Elle s’était presque mise à genoux, pleurant, suppliant, tendant ses pauvres mains tremblantes à quelque vision lamentable qu’elle apercevait dans l’ombre. Et, brusquement, elle se redressa, ses yeux s’agrandirent encore, sa gorge convulsée laissa échapper un cri terrible, comme si quelque spectacle, qu’elle seule voyait, l’eût emplie d’une terreur folle.

— Ô le gendarme ! dit-elle, étranglant, reculant, venant retomber sur le lit, où elle se roula avec de longs éclats de rire qui sonnaient furieusement.

Pascal suivait la crise d’un œil attentif. Les deux frères, très-effrayés, ne saisissant que des phrases décousues, s’étaient réfugiés dans un coin de la pièce. Quand Rougon entendit le mot de gendarme, il crut comprendre ; depuis le meurtre de son amant à la frontière, tante Dide nourrissait une haine profonde contre les gendarmes et les douaniers, qu’elle confondait dans une même pensée de vengeance.

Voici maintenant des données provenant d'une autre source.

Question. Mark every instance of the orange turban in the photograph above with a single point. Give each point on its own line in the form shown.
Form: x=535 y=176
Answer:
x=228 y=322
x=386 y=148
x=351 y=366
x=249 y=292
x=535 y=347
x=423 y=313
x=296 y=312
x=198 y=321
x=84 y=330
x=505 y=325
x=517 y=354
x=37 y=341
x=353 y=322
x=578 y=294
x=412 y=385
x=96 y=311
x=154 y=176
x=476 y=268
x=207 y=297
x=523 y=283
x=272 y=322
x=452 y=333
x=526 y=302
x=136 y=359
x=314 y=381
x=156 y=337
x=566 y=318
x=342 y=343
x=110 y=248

— Mais c’est l’histoire du braconnier qu’elle nous raconte là, murmura-t-il.

Pascal lui fit signe de se taire. La moribonde se relevait péniblement. Elle regarda autour d’elle, d’un air de stupeur. Elle resta un instant muette, cherchant à reconnaître les objets, comme si elle se fut trouvée dans un lieu inconnu. Puis, avec une inquiétude subite :

— Où est le fusil ? demanda-t-elle.

Le médecin lui mit la carabine entre les mains. Elle poussa un léger cri de joie, elle la regarda longuement, en disant à voix basse, d’une voix chantante de petite fille :

— C’est elle, oh ! je la reconnais… Elle est toute tachée de sang. Aujourd’hui, les taches sont fraîches… Ses mains rouges ont laissé sur la crosse des barres saignantes… Ah ! pauvre, pauvre tante Dide !

Sa tête malade tourna de nouveau. Elle devint pensive.